There’s no doubt about it: I detest emailed trojans, viruses and phishing. There’s the one from Facebook asking you to log on to set your security preferences, or the similar message from PayPal. Then there’s the DHL message, “We couldn’t deliver your package.” And don’t forget the person in UK that has to send $1.7 million to her grandmother in your homeland. Remember, before clicking on any link, hover your mouse over the link to see the *real* domain. If it purports to be from your homeland’s government (for example, from the IRS), but the real domain (visible when hovering on the link) is from a domain nerrassst.eu, then you know you have a ‘Phisherman’. Please, for the benefit of all internet users everywhere, please don’t click on that link.
And now it gets worse. Take a look at this link, sent to me by our own organization’s I.T. guy, Greg:
http://blogs.usatoday.com/technologylive/2009/10/new-twist-on-scareware-locks-up-your-pc.html
(This link will ‘wrap.’ If you have trouble reassembling it, just go to Brigada’s online webpage and click on the ‘live’ link there.
With the web being the scary place it is now… have URL threats themselves now made sites like tinyurl.com obsolete? Why would I ever click on another tinyurl.com link, since I have no clue where it’s really taking me? Any spammer could set up a ‘masked’ address by cloaking it with a tinyurl ‘cover-up.’ Sad. But that’s the way thieves, vandals and terrorists operate: They chip away at our freedoms by attacking the easiest conveniences. Thus we have to fight those stiff plastic packages to free up the little memory card we were buying. Or, we have to put our liquids in 3-ounce bottles, then squeeze them into just one quart-sized zip-lock bag when traveling. Sad indeed.

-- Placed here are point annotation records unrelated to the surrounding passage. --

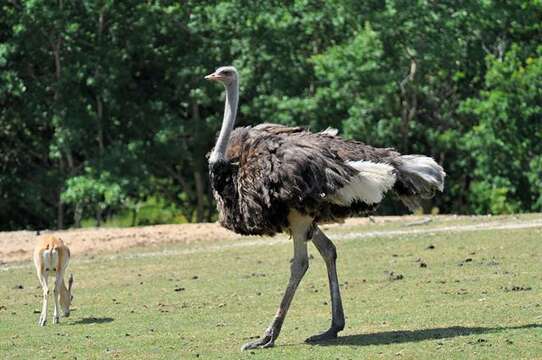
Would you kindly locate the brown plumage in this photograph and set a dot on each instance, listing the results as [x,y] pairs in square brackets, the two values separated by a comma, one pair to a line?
[272,178]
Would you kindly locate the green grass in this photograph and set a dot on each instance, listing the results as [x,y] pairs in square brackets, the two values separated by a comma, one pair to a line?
[126,306]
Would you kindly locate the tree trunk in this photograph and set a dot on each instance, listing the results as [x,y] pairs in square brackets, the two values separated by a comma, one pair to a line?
[200,196]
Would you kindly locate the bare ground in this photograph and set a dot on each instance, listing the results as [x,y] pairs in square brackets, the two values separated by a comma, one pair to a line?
[17,246]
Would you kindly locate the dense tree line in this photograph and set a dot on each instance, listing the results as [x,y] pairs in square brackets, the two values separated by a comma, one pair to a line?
[103,103]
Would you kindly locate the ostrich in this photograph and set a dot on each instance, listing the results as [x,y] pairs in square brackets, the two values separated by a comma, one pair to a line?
[271,178]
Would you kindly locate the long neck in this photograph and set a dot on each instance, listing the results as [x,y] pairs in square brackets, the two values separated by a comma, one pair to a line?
[230,112]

To add along to that, why would anyone surf the net without virus protection?
There are plenty of cheap and, in some cases, free virus, malware, and email protection programs available.

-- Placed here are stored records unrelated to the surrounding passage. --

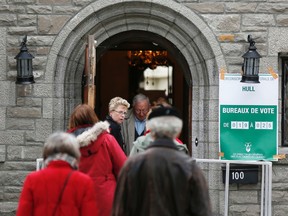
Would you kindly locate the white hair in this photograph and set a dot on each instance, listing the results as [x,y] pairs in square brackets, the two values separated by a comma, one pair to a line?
[61,142]
[165,126]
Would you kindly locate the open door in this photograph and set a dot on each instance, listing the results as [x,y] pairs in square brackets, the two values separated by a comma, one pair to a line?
[88,78]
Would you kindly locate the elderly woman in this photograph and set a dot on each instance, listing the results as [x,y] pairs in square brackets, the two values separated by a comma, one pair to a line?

Google mail even flags emails from banks as authentic or not.
http://www.antiphishing.org/
http://ow.ly/Adyw shows how dangerous the net has become.
Why click the shortened URL? When I shorten a URL, I place both in the email. That saves the reader time, should the long URL not work for him.

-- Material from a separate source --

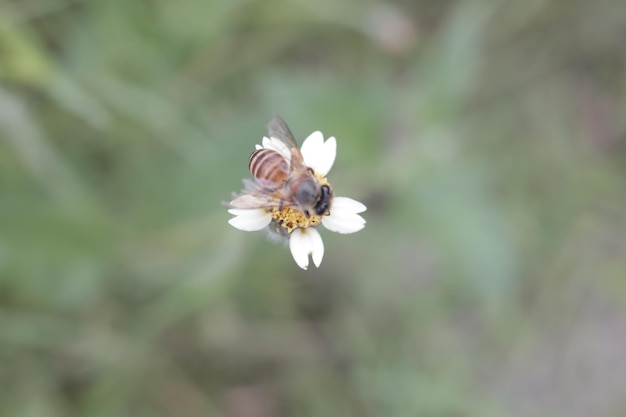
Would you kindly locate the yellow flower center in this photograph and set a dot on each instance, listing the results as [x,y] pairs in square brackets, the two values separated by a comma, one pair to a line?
[290,218]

http://en.wikipedia.org/wiki/Anti-phishing_software
http://ow.ly/AdBD is a listing of anti-phishing software. Three of the web browsers I use are listed there.
http://en.wikipedia.org/wiki/Phishtank
http://ow.ly/AdE3 is a service that receives your phishing emails and catalogs them so others can benefit.
Interesting article! Too bad we could not have this last month. After all, it was CyberSecurity Awareness Month in the USA. :)
Be Blessed.
Doug, I was a bit startled by the idea that some of those shortened urls that come my way might be malicious… and am wondering if you’ve learned anything more on this topic. Are some of the shortening systems “safer” than others? Almost all urls that pop up in twitter have been shortened one way or another.
It would be easy to set up a phishing situation where you were forwarded to a domain that you didn’t anticipate — whether that domain be a porn site, or a site that *resembles* the one you were expecting, but really isn’t. Better to enter the long site in another way — or use a forwarding link you know… like Brigada.